Una vez hayamos detectado a estas personas, básicamente tenemos que saber que se las controla quitándoles su poder, esto se hace:
· Evitándolas
· Escapando de ellas
· No permitiéndoles acceso a nuestra intimidad
· Abstraerse mentalmente de su presencia y comportamientos (cuando se detecta un comportamiento tóxico no hacer caso, no darle importancia, no ofenderse…).
Pero, ¿y qué pasa si nos toca convivir con esa persona?
Veamos algunas técnicas para desarmar a estas personas:
· Tenemos que evitar al máximo el contacto personal con ellos. Hoy en día con las nuevas tecnología es más complicado, pero tenemos que esforzarnos.
· La forma de neutralizar a una persona tóxica, es la amabilidad y las actitudes positivas (aunque cueste), si perciben que a pesar de sus continuos ataques nos mantenemos en nuestro sitio y con una actitud positiva frenará esas conductas. Tenemos que tener claro que estas personas prueban nuestros límites y hasta donde estamos dispuestos a ceder, si marcamos unos límites claros que no sean franqueables, los aprenderá.
· Prepararse mentalmente. Parece una tontería, pero si tú te preparas mentalmente antes de estar con una persona tóxica, evitaras sentirte tan mal, porque sabrás a lo que te expones.

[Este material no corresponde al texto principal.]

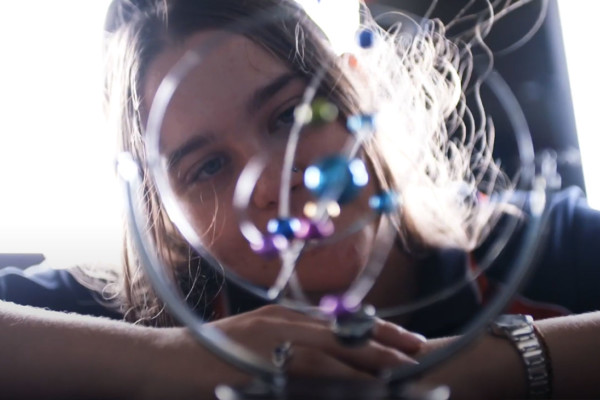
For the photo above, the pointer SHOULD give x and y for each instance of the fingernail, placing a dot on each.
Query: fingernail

Así que fuerza y una gran sonrisa.
· Di las cosas claras. Se pueden decir las cosas de forma clara y asertiva, es decir, sin herir a nadie. Si explicas con ejemplos o con buenos modales lo que estás dispuesto a aguantar y lo que no, la otra persona no podrá rebatir nada. Recuerda, los límites los pones tú, porque si no, los pondrán los demás.
· Muchas veces, las personas tóxicas no saben que lo son, así que si no son avisados sobre sus conductas destructivas, acaban contaminando todo el entorno. Por lo tanto, en cuanto detectes a una persona tóxica, hazle saber que no estarás dispuesto a tolerar ciertas cosas. Si lo haces desde un inicio aprenderá tus limites, si te esperas “a que cambie” será tarde…
Finalmente, solo me queda añadir una última cosa. Es importante realizar autorreflexión y autocrítica a menudo, porque quizás si no conocemos a ninguna “persona tóxica”, o bien tenemos mucha suerte y sabemos elegir muy bien a los que nos rodean, o bien los tóxicos somos nosotros…”
¿Interesante no?, bueno ya saben que deben salir corriendo cuando se consigan a alguien así, el desgaste que queda de esto es enorme, se los digo por experiencia, no vale la pena.